Six months in Bled Part 1
Seven o'clock on a Saturday morning and the Wishing Bell is tolling.
About twenty minutes before the luxury coach had drawn up across from Pension Mlino and untidily spilled its cargo of Japanese tourists who took a few steps to the flat bottomed Pletna boats that would ferry them to the island.
The visitors fill two pletnas — each seat about 20 passengers. The captain — the Pletnarstvo — with two gondola like oars stehrudders the passengers through the flat waters at a steady rate of two or three knots. The trip from Mlino takes about ten minutes, twice that from Bled Spa where there is another departure point. Stepping off the boat cameras a-clicking, they are faced with a 100 steps to the Church of the Assumption, the bell rope and the Wishing Bell.

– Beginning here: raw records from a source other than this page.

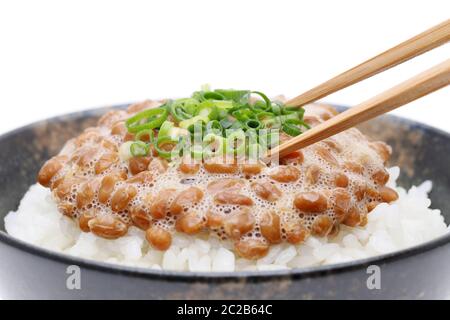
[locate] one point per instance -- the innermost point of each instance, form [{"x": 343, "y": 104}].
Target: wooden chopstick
[
  {"x": 430, "y": 39},
  {"x": 410, "y": 90}
]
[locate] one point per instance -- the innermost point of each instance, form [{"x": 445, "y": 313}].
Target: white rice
[{"x": 404, "y": 223}]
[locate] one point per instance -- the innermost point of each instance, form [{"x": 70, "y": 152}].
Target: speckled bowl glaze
[{"x": 27, "y": 271}]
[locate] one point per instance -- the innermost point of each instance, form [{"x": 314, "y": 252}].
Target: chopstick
[
  {"x": 410, "y": 90},
  {"x": 423, "y": 42}
]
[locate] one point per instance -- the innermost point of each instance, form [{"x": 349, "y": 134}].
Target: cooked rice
[{"x": 406, "y": 222}]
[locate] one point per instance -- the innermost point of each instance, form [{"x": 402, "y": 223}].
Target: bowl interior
[{"x": 422, "y": 153}]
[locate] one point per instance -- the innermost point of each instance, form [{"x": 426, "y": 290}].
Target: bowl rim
[{"x": 194, "y": 276}]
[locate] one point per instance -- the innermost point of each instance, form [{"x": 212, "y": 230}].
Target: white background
[{"x": 61, "y": 56}]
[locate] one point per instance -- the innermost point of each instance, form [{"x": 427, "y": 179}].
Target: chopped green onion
[
  {"x": 215, "y": 127},
  {"x": 235, "y": 142},
  {"x": 207, "y": 109},
  {"x": 188, "y": 122},
  {"x": 226, "y": 123},
  {"x": 147, "y": 119},
  {"x": 239, "y": 96},
  {"x": 183, "y": 109},
  {"x": 212, "y": 95},
  {"x": 266, "y": 100},
  {"x": 253, "y": 124},
  {"x": 161, "y": 141},
  {"x": 213, "y": 145},
  {"x": 165, "y": 128},
  {"x": 142, "y": 134},
  {"x": 139, "y": 149}
]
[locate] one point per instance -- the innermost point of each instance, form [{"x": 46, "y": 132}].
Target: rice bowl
[{"x": 407, "y": 222}]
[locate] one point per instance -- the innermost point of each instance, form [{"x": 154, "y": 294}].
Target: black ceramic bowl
[{"x": 27, "y": 271}]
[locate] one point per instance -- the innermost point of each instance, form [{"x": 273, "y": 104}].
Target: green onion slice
[
  {"x": 166, "y": 141},
  {"x": 235, "y": 142},
  {"x": 147, "y": 119},
  {"x": 141, "y": 135},
  {"x": 213, "y": 145}
]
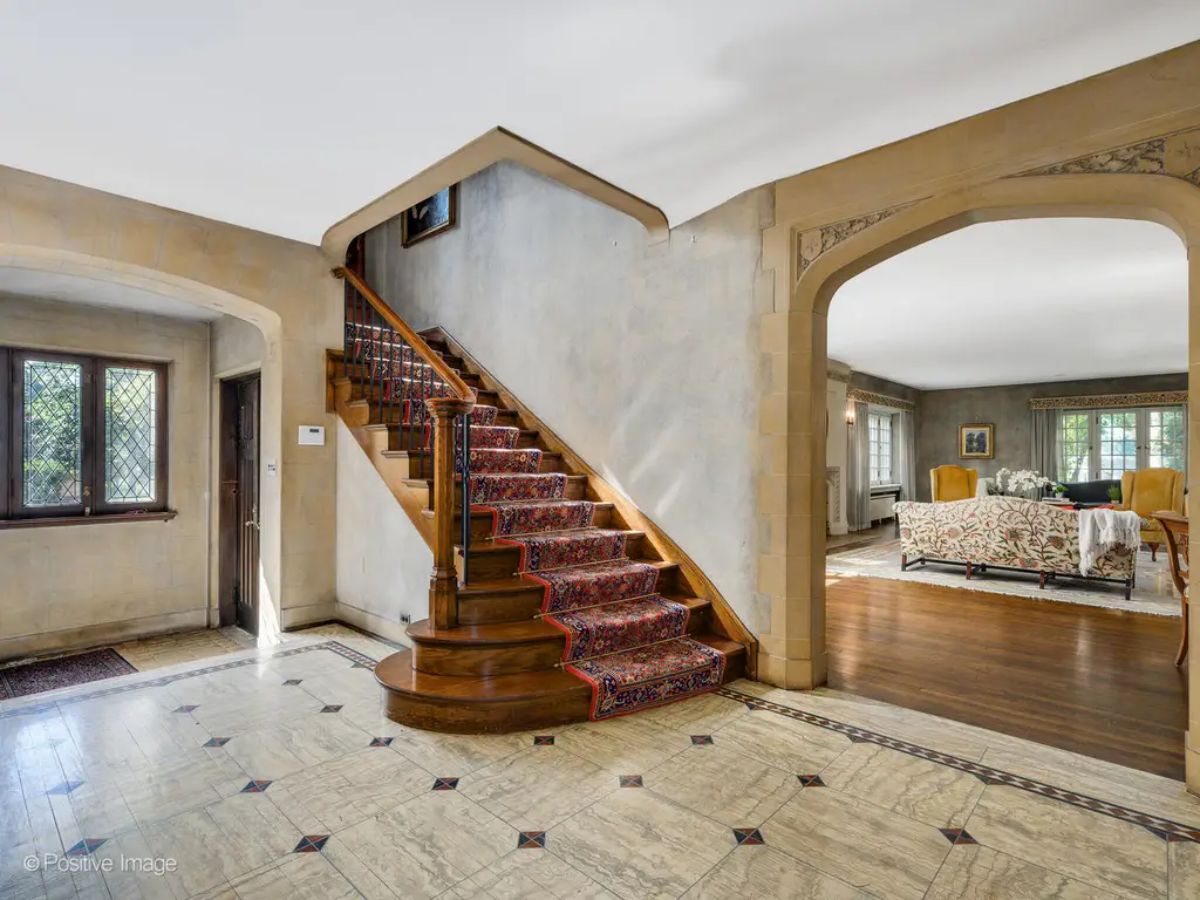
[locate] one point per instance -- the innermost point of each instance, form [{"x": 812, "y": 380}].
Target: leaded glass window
[
  {"x": 81, "y": 436},
  {"x": 52, "y": 431},
  {"x": 130, "y": 425}
]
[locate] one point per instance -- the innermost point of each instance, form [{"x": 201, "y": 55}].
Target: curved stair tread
[
  {"x": 396, "y": 673},
  {"x": 507, "y": 633},
  {"x": 505, "y": 702}
]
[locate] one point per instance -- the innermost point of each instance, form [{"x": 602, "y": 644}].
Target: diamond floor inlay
[{"x": 909, "y": 805}]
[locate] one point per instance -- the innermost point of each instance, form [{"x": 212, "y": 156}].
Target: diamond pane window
[
  {"x": 130, "y": 435},
  {"x": 52, "y": 427},
  {"x": 1167, "y": 444}
]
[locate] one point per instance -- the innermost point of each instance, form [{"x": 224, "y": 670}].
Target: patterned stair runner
[{"x": 623, "y": 639}]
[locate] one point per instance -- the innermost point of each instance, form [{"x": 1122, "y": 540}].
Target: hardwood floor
[{"x": 1097, "y": 682}]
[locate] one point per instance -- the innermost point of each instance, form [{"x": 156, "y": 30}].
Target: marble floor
[{"x": 273, "y": 773}]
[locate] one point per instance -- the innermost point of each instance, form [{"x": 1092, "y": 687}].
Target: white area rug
[{"x": 1153, "y": 592}]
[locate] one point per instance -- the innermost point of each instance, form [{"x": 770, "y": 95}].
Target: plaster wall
[
  {"x": 383, "y": 563},
  {"x": 285, "y": 288},
  {"x": 1008, "y": 408},
  {"x": 66, "y": 586},
  {"x": 640, "y": 355}
]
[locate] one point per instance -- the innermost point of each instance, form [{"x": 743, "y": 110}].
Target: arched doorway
[{"x": 820, "y": 261}]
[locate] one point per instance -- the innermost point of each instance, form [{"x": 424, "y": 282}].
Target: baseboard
[
  {"x": 299, "y": 616},
  {"x": 371, "y": 623},
  {"x": 78, "y": 639}
]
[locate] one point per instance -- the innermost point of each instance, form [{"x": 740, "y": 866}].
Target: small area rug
[
  {"x": 49, "y": 675},
  {"x": 1152, "y": 594}
]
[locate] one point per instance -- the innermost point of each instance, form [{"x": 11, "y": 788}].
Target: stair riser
[
  {"x": 391, "y": 418},
  {"x": 401, "y": 437},
  {"x": 372, "y": 393},
  {"x": 354, "y": 371},
  {"x": 453, "y": 717},
  {"x": 504, "y": 562},
  {"x": 481, "y": 526},
  {"x": 489, "y": 609},
  {"x": 507, "y": 659},
  {"x": 574, "y": 492}
]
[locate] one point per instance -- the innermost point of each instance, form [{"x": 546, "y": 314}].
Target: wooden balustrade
[{"x": 409, "y": 385}]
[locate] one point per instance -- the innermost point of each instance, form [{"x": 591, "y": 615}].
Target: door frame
[{"x": 228, "y": 521}]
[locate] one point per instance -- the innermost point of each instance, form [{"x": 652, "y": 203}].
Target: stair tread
[
  {"x": 516, "y": 585},
  {"x": 523, "y": 631},
  {"x": 600, "y": 507},
  {"x": 396, "y": 673},
  {"x": 491, "y": 546}
]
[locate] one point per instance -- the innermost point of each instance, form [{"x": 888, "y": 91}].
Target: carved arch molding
[{"x": 1174, "y": 155}]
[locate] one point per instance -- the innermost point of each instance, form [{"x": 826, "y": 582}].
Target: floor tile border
[
  {"x": 354, "y": 657},
  {"x": 1165, "y": 828}
]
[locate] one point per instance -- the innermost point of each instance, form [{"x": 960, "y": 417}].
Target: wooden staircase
[{"x": 492, "y": 665}]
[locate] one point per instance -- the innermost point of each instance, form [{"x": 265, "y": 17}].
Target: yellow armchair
[
  {"x": 1149, "y": 491},
  {"x": 953, "y": 483}
]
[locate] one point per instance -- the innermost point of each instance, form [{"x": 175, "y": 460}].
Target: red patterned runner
[
  {"x": 612, "y": 628},
  {"x": 651, "y": 676},
  {"x": 607, "y": 582},
  {"x": 533, "y": 516},
  {"x": 491, "y": 460},
  {"x": 497, "y": 487},
  {"x": 558, "y": 551}
]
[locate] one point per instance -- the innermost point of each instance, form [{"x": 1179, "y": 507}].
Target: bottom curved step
[{"x": 495, "y": 705}]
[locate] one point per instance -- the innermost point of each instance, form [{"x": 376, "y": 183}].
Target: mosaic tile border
[
  {"x": 354, "y": 657},
  {"x": 1165, "y": 828}
]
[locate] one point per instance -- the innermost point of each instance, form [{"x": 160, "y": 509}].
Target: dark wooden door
[{"x": 246, "y": 442}]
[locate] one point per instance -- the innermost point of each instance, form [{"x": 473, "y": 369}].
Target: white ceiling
[
  {"x": 1011, "y": 303},
  {"x": 286, "y": 115},
  {"x": 90, "y": 292}
]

The bell rings three times for each who wants to wish, then it’s the descent of 100 steps, back abord the pletna for the return journey, and fifty minutes after stepping off the bus they are re-boarding the bus in Mlino, finding their seats, final clicks of the camera and they are on their way in the direction of Bled Cream Cake.
You can spend a day in Bled and do everything; The Island, the Church, the Bell, the Cream Cake, the Castle, feed the ducks, photograph the swans, take the “train” around the lake or even a horse drawn carriage. You can even get married or swim in the lake. You can do everything in one day. Yet you can spend six months there and still not manage to do all you want to.